Wish your kids played more than Baby Shark do-do-do-do-do? If you have a Spotify Premium account, you can get them using an app to expand their musical tastes.
One of the more exciting things about being a parent in this day and age is knowing that a world of music will be waiting for your children when they start using a phone, a tablet, a computer, or even maybe a media player.
Going back even a decade ago and surely the century, you’d have to buy or borrow your music, building up your library gradually. Bit by bit, you’d expand your collection and your musical knowledge, but you’d have to spend a small fortune to get there.
These days, it’s totally different: a monthly subscription with any number of services gets you access to millions upon millions of tracks. For typically under $15 per month, that collection just materialises, just like that. Crazy.
Parents tend to share their collection with their kids, though, which means a perfectly good collection of music that resembles what you like most often has styles reserved for kids poking on through. You might have some hard rock, jazz, metal, hip-hop, pop, or classical, and then all of a sudden, out pop The Wiggles, Emma, Peppa, Elsa, or Baby Shark (do-do-do-do-do).
Fortunately there may be a bit of a solution on the way, provided your kids have their own media player, phone, or tablet.
Spotify is this week releasing Spotify for Kids to Australian Spotify Premium Family subscribers, providing an app for kids to engage with that offers ad-free music listening, provided the parents have a Premium account.
Launched back in October last year, this one requires a paid family account, so sadly, there are no freebies here, and the free version of Spotify won’t work.

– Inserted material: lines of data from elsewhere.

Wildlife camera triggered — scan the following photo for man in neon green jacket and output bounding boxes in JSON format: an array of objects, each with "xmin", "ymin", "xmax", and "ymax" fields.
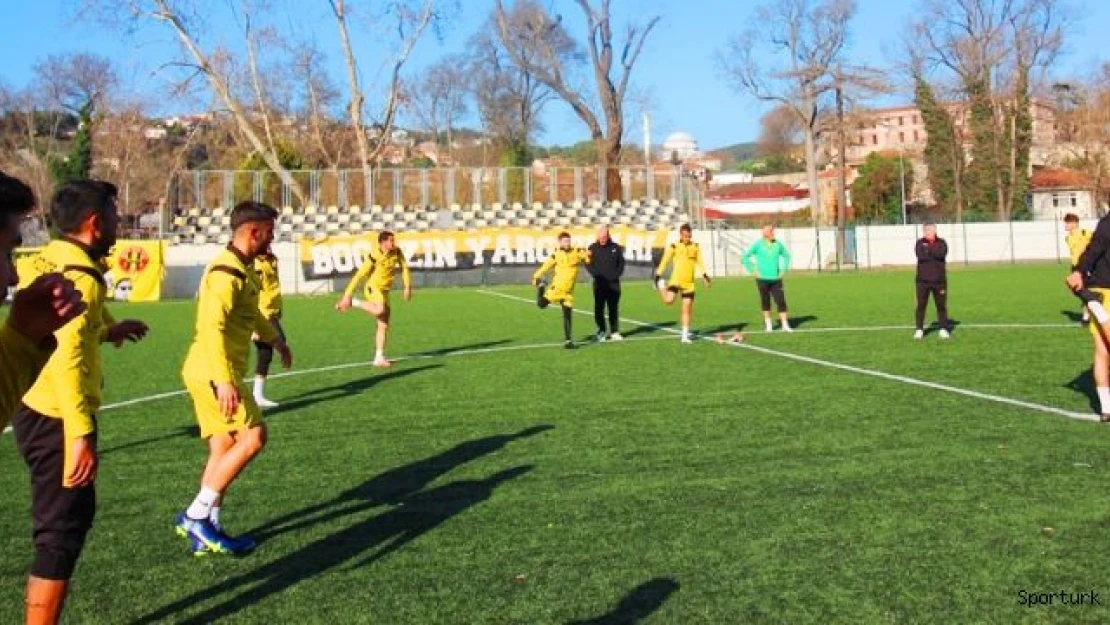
[{"xmin": 741, "ymin": 224, "xmax": 794, "ymax": 332}]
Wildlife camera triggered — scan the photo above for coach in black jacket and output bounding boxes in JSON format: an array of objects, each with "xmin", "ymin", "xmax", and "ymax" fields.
[
  {"xmin": 914, "ymin": 223, "xmax": 948, "ymax": 339},
  {"xmin": 586, "ymin": 225, "xmax": 624, "ymax": 342}
]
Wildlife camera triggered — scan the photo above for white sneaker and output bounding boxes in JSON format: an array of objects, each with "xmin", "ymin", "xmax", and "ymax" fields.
[{"xmin": 254, "ymin": 395, "xmax": 281, "ymax": 410}]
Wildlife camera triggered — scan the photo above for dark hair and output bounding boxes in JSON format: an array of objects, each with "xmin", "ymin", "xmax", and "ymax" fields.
[
  {"xmin": 0, "ymin": 171, "xmax": 34, "ymax": 228},
  {"xmin": 231, "ymin": 202, "xmax": 278, "ymax": 232},
  {"xmin": 50, "ymin": 180, "xmax": 119, "ymax": 234}
]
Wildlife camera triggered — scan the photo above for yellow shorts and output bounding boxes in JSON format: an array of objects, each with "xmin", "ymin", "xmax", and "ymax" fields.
[
  {"xmin": 185, "ymin": 380, "xmax": 262, "ymax": 438},
  {"xmin": 544, "ymin": 284, "xmax": 574, "ymax": 309},
  {"xmin": 362, "ymin": 286, "xmax": 390, "ymax": 308},
  {"xmin": 1087, "ymin": 289, "xmax": 1110, "ymax": 341},
  {"xmin": 667, "ymin": 282, "xmax": 697, "ymax": 298}
]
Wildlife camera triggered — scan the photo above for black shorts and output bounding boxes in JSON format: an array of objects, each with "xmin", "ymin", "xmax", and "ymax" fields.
[{"xmin": 11, "ymin": 405, "xmax": 97, "ymax": 581}]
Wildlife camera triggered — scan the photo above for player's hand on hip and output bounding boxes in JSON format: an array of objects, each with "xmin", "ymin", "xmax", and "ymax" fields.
[
  {"xmin": 108, "ymin": 319, "xmax": 150, "ymax": 347},
  {"xmin": 274, "ymin": 341, "xmax": 293, "ymax": 369},
  {"xmin": 1064, "ymin": 271, "xmax": 1083, "ymax": 291},
  {"xmin": 8, "ymin": 273, "xmax": 88, "ymax": 343},
  {"xmin": 215, "ymin": 384, "xmax": 240, "ymax": 420},
  {"xmin": 65, "ymin": 436, "xmax": 98, "ymax": 488}
]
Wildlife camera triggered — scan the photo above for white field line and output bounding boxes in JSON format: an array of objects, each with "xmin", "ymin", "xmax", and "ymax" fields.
[
  {"xmin": 3, "ymin": 336, "xmax": 669, "ymax": 426},
  {"xmin": 478, "ymin": 289, "xmax": 1099, "ymax": 421}
]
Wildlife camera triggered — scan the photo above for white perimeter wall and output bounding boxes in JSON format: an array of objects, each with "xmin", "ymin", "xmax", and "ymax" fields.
[{"xmin": 162, "ymin": 221, "xmax": 1096, "ymax": 299}]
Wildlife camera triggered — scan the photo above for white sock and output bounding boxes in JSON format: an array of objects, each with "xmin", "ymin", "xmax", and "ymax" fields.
[
  {"xmin": 1097, "ymin": 386, "xmax": 1110, "ymax": 414},
  {"xmin": 185, "ymin": 486, "xmax": 220, "ymax": 521},
  {"xmin": 1087, "ymin": 302, "xmax": 1110, "ymax": 323}
]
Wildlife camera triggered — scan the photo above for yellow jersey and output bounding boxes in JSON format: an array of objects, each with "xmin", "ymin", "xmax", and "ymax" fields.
[
  {"xmin": 181, "ymin": 245, "xmax": 278, "ymax": 384},
  {"xmin": 254, "ymin": 254, "xmax": 283, "ymax": 319},
  {"xmin": 655, "ymin": 241, "xmax": 705, "ymax": 289},
  {"xmin": 20, "ymin": 239, "xmax": 114, "ymax": 441},
  {"xmin": 532, "ymin": 248, "xmax": 589, "ymax": 293},
  {"xmin": 343, "ymin": 245, "xmax": 412, "ymax": 298},
  {"xmin": 1063, "ymin": 228, "xmax": 1093, "ymax": 266},
  {"xmin": 0, "ymin": 323, "xmax": 58, "ymax": 431}
]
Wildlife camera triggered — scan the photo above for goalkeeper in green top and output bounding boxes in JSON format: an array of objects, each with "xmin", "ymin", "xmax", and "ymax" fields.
[{"xmin": 740, "ymin": 224, "xmax": 794, "ymax": 332}]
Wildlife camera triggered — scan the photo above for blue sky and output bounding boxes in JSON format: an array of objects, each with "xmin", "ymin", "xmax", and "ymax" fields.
[{"xmin": 0, "ymin": 0, "xmax": 1110, "ymax": 149}]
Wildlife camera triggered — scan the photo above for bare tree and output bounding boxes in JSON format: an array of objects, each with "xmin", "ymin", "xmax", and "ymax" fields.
[
  {"xmin": 405, "ymin": 56, "xmax": 471, "ymax": 160},
  {"xmin": 468, "ymin": 0, "xmax": 582, "ymax": 165},
  {"xmin": 494, "ymin": 0, "xmax": 659, "ymax": 200},
  {"xmin": 719, "ymin": 0, "xmax": 856, "ymax": 223},
  {"xmin": 912, "ymin": 0, "xmax": 1069, "ymax": 220}
]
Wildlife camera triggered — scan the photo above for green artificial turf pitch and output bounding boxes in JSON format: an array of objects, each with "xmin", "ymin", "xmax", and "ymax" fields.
[{"xmin": 0, "ymin": 265, "xmax": 1110, "ymax": 624}]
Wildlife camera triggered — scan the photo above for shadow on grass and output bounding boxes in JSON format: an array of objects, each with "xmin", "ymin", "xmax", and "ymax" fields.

If you have Spotify Premium for Families, however, you can play, and when you do, there’s a more colourful and playful version of the Spotify app waiting built with kids in mind.
The app provides access to playlists for kids, with companies offering musical lists for children to get in on, including Disney, Discovery Kids, Universal Pictures, and Nickelodeon, to name a few.
There are cards inside the app to let kids browse genres and moods, as well as hits, movies, TV shows, stories, titles to learn with, and even titles made for bedtime.
Parents can pick between two categories at signup, with “Audio for Younger Kids” limiting the Spotify for Kids service to tracks for younger audiences, including sing-a-longs and lullabies, while “Audio for Older Kids” opens up tracks and playlists, all the while applying a bit of a filter to keep things age appropriate.
Interestingly, Spotify has made some neat changes to make the app just that much easier for kids to get their mitts on it, supporting an offline mode for taking the music to go, and allowing the app to run in landscape mode on Android tablets.
There’s no voice support yet, however, with Amazon Alexa and Google Assistant not yet supported by Spotify for Kids.
Parents keen to try it out will need a phone or tablet for their kids, and the Spotify Premium account for Families for $17.99 per month. Family accounts support up to six accounts under the one banner, and each Spotify for Kids install will count as one of those, though at least the account will fall under what your kids like, which at the least means no more awkward conversations with your co-workers on why Baby Shark occupies such a high spot on your mixes.